Em uma fala marcada por referências a jornalistas negros, como o próprio Abdias Nascimento, que dá nome ao prêmio, Luiz Gama, José do Patrocínio e Hamilton Cardoso, Heraldo Pereira, da TV Globo, revelou que defender reportagens sobre as diferenças raciais nas empresas é tão “complicado” quanto discutir a questão na sociedade.
“Acho que, muitas vezes, os negros são suprimidos do noticiário, de modo geral”, avaliou Pereira. “As pessoas acham que o Brasil é um país branco, inclusive nas redações [centrais de reportagem das empresas de jornalismo].” Para ele, é preciso fazer “pressão” para que assuntos sejam noticiados, além de ter mais negros jornalistas.
Heraldo Pereira também fez críticas ao racismo no país relatando experiências pessoais e citando também caso de discriminação contra o fato de negros ocuparem altos cargos em instituições como o Supremo Tribunal Federal (STF). “Sempre nos fizeram crer que o racismo é coisa da nossa cabeça: ´Você que está interpretando como racismo, eu não tive a intenção, eu, imagina, tenho até empregada negra’. É sempre assim, ninguém tem nunca a intenção de ser racista”, condenou Heraldo.
A coordenadora do Prêmio Jornalista Abdias Nascimento, Angélica Basthi concordou com Heraldo, mas disse que o tempo é de mudança nas redações.

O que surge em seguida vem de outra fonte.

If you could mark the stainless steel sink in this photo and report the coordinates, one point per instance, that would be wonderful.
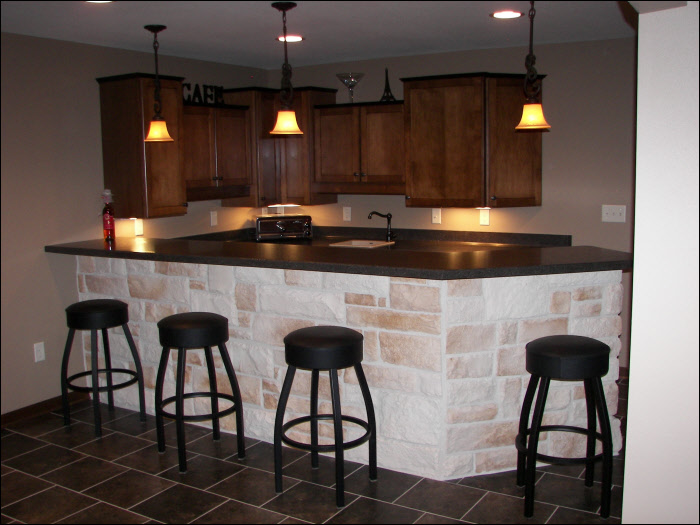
(361, 243)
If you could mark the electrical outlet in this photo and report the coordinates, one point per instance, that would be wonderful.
(484, 217)
(39, 352)
(614, 213)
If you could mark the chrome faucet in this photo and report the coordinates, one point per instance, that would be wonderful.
(390, 236)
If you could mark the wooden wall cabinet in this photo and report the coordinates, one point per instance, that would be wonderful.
(145, 178)
(462, 149)
(216, 152)
(360, 149)
(282, 165)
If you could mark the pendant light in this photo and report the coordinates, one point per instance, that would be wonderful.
(286, 117)
(533, 117)
(158, 132)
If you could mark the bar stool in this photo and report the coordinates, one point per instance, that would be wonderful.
(93, 315)
(184, 332)
(565, 358)
(325, 348)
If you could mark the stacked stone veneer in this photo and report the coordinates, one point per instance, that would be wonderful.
(445, 360)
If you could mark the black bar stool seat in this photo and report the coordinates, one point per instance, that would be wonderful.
(93, 315)
(184, 332)
(565, 358)
(325, 348)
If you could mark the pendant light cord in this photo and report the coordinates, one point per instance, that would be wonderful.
(532, 87)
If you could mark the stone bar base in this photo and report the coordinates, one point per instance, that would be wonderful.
(445, 360)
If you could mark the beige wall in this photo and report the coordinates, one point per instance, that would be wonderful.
(52, 168)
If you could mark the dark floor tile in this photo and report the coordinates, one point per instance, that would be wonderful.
(192, 432)
(48, 506)
(502, 483)
(178, 504)
(16, 444)
(567, 492)
(202, 472)
(104, 513)
(151, 461)
(83, 473)
(565, 516)
(499, 508)
(389, 485)
(323, 475)
(37, 425)
(237, 512)
(261, 456)
(429, 519)
(226, 447)
(129, 488)
(438, 497)
(43, 460)
(17, 485)
(365, 510)
(307, 502)
(250, 485)
(113, 446)
(107, 414)
(74, 435)
(132, 424)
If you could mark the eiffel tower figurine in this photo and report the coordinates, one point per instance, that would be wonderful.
(387, 96)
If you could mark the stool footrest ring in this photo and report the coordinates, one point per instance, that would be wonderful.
(325, 448)
(199, 417)
(521, 445)
(105, 388)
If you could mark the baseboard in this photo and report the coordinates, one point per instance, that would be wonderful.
(42, 407)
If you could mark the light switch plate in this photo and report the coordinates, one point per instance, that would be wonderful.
(614, 213)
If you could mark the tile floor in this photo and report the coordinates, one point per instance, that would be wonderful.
(52, 474)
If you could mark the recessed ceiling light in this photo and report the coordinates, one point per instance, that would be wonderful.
(504, 15)
(291, 38)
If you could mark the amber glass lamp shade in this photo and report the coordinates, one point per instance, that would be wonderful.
(158, 131)
(286, 124)
(533, 118)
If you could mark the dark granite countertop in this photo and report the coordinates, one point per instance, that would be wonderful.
(454, 255)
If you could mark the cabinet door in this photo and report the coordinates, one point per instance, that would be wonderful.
(360, 150)
(514, 158)
(232, 156)
(381, 145)
(337, 145)
(199, 163)
(444, 123)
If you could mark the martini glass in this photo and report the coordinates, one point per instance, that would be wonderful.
(350, 80)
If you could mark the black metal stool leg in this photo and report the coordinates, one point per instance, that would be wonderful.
(279, 420)
(139, 371)
(95, 383)
(180, 408)
(314, 418)
(213, 393)
(160, 379)
(235, 389)
(591, 438)
(108, 369)
(605, 431)
(533, 438)
(523, 427)
(371, 421)
(64, 377)
(338, 432)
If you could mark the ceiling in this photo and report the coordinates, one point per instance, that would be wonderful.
(243, 33)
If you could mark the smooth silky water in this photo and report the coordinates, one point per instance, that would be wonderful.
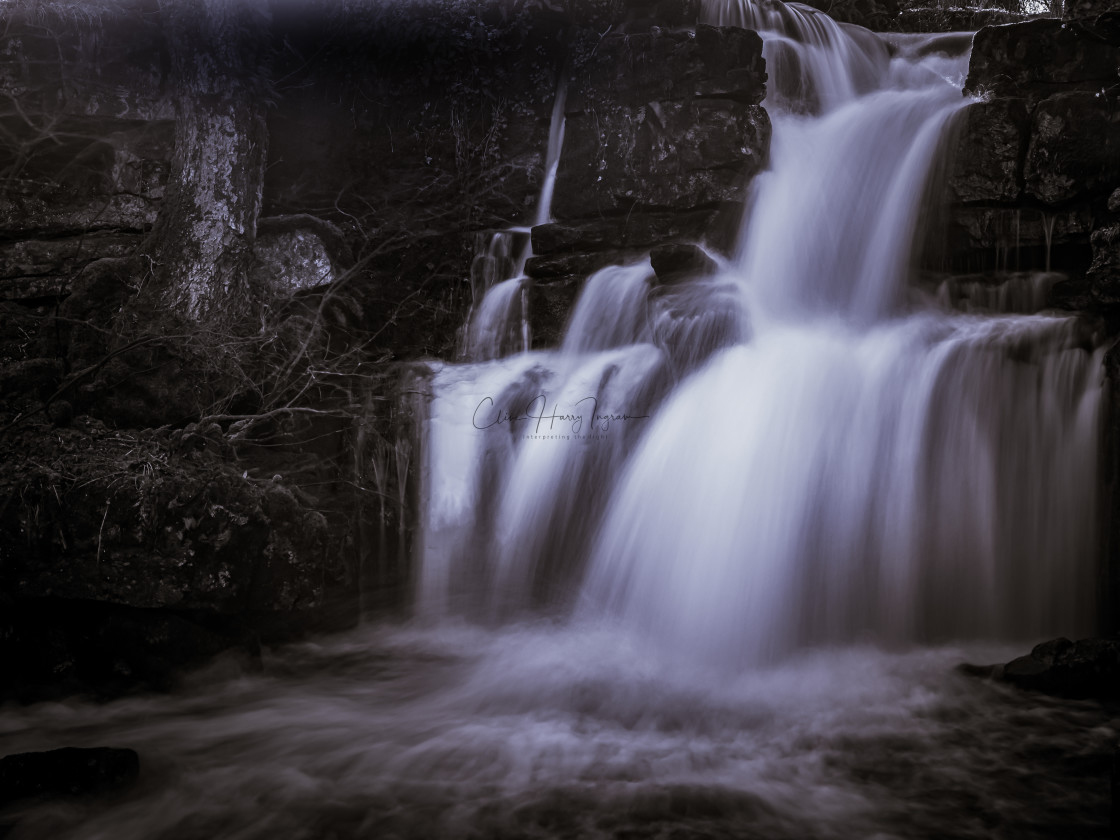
(706, 569)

Segundo ela, reportagens sobre desigualdades raciais têm saído mais na imprensa. Com a vitória das cotas raciais em universidades, no STF, acrescentou, a cobertura ganhará fôlego, fazendo a sociedade a repensar a condição do negro.
“A decisão do Supremo Tribunal consolida uma luta de anos do movimento negro e estimula a imprensa brasileira a estar mais atenta e mais sensível”, declarou Angélica Basthi.
Durante o evento, a viúva de Abdias, Elisa Larkin, aproveitou para cobrar da Fundação Palmares a criação de um memorial onde as cinzas de seu ex-marido estão, no antigo quilombo Palmares, na Serra da Barriga (AL). “A lápide foi removida do local e a muda da árvore baobá [que representa longevidade] foi comida por formigas. Está tudo abandonado”, reclamou.
Direcionado a jornalistas, o Prêmio Abdias Nascimento distribuirá R$ 35 mil reais para reportagens que abordem a temática racial no país, em sete categorias, sendo uma delas direcionada a matérias sobre a situação da mulher negra. As inscrições podem ser feitas por jornalistas com registro, a partir de amanhã (11).